UN PARLAMENTO COSTITUENTE CON LEGGE PROPORZIONALE di Enzo Paolini da il Manifesto 10 maggio 2017

15 maggio 2017

UN PARLAMENTO COSTITUENTE CON LEGGE PROPORZIONALE di Enzo Paolini da il Manifesto 10 maggio 2017

Il Quirinale potrebbe esercitare una «moral suasion» in due semplici richieste: eliminazione delle preferenze e ritorno al proporzionale, senza premi e soglie.

Ma non si era detto – ripetendo un principio fondato su una basilare esigenza di rispetto democratico – che nell’anno precedente le elezioni non si devono fare leggi elettorali? Il motivo è ovvio ma bisogna rinfrescarsi la memoria e fare un po’ di ginnastica democratica.

Venticinque anni fa, sull’onda suggestiva ed emozionale dello sfacelo di un sistema politico devastato da ladri e corrotti un partito azienda guidato da un tycoon vince le elezioni e prende il potere. Avrebbe potuto semplicemente espellere dal sistema i ladri ed i corrotti e governare meglio, ma la genia politica venuta fuori da questa accecante catarsi non era diversa. Invece di cambiare le persone hanno ritenuto più sicuro cambiare il sistema dicendo agli italiani che il marcio stava li e che semplicemente modificando il meccanismo elettorale tutto si sarebbe risolto.

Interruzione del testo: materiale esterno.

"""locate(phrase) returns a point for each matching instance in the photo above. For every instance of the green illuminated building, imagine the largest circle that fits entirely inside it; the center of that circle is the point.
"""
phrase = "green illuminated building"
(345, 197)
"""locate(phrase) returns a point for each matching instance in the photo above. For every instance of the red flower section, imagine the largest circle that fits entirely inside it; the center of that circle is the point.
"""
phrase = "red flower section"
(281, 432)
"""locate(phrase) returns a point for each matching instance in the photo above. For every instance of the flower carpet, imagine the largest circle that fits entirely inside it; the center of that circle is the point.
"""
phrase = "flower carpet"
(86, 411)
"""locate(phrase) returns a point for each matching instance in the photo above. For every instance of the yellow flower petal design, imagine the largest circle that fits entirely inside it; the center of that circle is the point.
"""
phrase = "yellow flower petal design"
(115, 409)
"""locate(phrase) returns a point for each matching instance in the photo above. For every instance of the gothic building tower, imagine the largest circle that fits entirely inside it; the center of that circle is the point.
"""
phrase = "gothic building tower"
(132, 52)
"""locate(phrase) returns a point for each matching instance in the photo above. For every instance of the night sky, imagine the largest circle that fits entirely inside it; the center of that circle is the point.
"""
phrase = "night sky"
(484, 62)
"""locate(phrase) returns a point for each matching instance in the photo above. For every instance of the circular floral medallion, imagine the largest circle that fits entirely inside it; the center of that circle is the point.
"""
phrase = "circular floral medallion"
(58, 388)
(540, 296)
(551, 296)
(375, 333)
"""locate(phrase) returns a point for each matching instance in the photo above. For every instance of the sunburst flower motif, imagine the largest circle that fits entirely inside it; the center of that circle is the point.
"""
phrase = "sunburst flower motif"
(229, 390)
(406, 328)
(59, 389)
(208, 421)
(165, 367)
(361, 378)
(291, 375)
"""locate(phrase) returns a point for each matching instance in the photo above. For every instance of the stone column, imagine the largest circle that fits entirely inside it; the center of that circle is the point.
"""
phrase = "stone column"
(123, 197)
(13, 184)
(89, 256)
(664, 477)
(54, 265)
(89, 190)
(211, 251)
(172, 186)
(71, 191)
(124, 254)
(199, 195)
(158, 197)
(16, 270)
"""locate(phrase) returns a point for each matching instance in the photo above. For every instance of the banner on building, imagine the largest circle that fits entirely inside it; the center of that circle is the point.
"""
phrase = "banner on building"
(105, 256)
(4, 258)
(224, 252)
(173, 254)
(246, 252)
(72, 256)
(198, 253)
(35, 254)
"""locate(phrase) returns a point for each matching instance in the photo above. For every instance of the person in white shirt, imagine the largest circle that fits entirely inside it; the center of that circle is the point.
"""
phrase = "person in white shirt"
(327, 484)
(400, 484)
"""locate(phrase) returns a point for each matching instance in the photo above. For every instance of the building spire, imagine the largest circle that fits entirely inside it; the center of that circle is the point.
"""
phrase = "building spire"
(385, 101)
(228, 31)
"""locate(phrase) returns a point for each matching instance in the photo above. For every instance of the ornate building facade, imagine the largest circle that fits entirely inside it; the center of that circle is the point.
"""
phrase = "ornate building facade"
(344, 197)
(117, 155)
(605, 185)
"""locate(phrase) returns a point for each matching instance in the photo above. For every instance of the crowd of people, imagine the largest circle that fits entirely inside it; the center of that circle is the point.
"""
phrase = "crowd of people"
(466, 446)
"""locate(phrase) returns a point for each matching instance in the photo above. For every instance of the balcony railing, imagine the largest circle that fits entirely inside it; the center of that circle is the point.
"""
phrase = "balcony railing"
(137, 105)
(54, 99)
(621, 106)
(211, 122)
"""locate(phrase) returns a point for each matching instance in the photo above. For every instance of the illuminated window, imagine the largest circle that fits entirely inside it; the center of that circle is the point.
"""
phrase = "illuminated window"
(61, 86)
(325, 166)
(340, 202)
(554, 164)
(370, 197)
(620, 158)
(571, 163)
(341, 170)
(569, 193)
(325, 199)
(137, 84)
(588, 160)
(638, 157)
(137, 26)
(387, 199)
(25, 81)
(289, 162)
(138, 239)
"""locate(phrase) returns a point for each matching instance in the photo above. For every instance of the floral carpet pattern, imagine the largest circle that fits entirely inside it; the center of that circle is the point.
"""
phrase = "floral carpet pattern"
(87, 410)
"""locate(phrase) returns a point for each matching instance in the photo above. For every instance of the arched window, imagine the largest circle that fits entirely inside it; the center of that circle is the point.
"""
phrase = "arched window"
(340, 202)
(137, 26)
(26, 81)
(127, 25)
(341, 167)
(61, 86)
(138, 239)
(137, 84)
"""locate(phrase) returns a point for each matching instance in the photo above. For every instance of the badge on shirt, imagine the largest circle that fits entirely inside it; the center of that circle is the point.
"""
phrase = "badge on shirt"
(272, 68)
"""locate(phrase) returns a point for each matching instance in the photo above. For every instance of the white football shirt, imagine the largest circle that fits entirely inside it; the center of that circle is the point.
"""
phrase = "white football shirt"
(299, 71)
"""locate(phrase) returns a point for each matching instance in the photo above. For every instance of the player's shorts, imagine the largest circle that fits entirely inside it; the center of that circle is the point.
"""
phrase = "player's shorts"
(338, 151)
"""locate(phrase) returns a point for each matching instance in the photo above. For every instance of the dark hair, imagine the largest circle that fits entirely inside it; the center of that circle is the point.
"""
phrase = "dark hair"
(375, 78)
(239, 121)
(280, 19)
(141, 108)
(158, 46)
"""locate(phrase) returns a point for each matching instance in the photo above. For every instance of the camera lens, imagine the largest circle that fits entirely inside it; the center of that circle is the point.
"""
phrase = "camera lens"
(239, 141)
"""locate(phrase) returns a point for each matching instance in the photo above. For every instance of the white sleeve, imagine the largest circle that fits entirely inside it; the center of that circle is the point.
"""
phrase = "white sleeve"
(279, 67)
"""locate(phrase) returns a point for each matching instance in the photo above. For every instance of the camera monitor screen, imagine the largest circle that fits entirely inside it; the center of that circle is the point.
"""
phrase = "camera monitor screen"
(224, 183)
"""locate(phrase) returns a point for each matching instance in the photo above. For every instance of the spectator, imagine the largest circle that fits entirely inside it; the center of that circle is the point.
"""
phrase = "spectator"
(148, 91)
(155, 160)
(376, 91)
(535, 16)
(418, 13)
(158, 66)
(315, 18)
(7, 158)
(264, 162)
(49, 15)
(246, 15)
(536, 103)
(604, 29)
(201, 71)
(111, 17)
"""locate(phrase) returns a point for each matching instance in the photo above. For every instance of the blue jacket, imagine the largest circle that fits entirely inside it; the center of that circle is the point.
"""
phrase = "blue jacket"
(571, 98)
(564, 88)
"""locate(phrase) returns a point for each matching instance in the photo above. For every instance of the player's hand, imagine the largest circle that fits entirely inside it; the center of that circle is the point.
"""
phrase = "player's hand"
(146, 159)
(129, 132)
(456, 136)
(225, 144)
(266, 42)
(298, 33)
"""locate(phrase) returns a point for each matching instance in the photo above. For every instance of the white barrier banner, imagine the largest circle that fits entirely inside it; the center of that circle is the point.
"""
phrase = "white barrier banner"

Manfrina ipocrita e gattopardesca per la conservazione.

Avendo una cultura istituzionale che non contempla il dibattito, il ragionamento, la convinzione delle proprie idee ma anche la disponibilità ad essere convinti da quelle altrui, i mandarini di questa nuova forza politica inventano un sistema elettorale che elimina totalmente il cardine sul quale si era retto sino ad allora il sistema politico italiano, quello pensato dall’Assemblea Costituente come assicurazione contro l’uomo solo al comando: il legame stretto e diretto tra il popolo ed i suoi rappresentanti attraverso il voto di preferenza e la composizione del parlamento in maniera proporzionale al consenso espresso dagli elettori.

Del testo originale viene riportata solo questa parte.